SusChem brokerage event 13/9/2016 Seville Jean-François Soussana, GIEC scientist and Scientific Director of INRA, opened the UNIFA (French fertiliser industry association) public workshop on the Circular Economy, Paris, 24th June. He explained that agriculture is a major contributor to global greenhouse emissions, with global emissions increasing despite reductions in emissions/kg production. But a 0.4%/year increase in world topsoil carbon stocks would compensate fossil fuel emissions. 0.2 kg N and 0.08 kg P are needed to stock 1 kg carbon. Challenges are measuring C effectively sequestered, and ensuring that C stays in soil. Australia pays farmers 11$/tonne-CO2 stored in soil. Chris Thornton, ESPP (European Sustainable Phosphorus Platform) emphasised the business opportunities of phosphorus stewardship, synergies with organic carbon circular economy and current progress on EU legislation.
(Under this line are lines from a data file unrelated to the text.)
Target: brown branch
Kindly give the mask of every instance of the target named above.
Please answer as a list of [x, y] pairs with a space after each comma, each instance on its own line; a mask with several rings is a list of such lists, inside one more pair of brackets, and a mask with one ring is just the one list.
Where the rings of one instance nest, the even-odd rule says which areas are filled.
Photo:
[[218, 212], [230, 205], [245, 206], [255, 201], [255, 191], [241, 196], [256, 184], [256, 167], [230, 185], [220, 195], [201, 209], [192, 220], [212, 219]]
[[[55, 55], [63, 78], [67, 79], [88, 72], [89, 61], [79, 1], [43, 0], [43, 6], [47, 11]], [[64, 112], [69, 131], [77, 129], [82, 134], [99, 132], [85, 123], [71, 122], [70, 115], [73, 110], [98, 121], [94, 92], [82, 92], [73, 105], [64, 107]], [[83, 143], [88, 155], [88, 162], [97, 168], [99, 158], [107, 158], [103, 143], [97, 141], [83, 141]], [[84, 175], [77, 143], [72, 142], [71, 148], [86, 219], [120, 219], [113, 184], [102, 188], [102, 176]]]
Didier Marteau, farmer and Aude county Chamber of Agriculture underlined the need for traceability of input materials in recycled nutrient and organic carbon products and the advantages of developing methanisation. Gilles Poidevin, UNIFA, concluded with the importance of different sectors working together to develop the bio circular economy and to enable synergies between soil carbon, soil fertility and farm economic productivity.
UNIFA and ESPP presentation slides (in French)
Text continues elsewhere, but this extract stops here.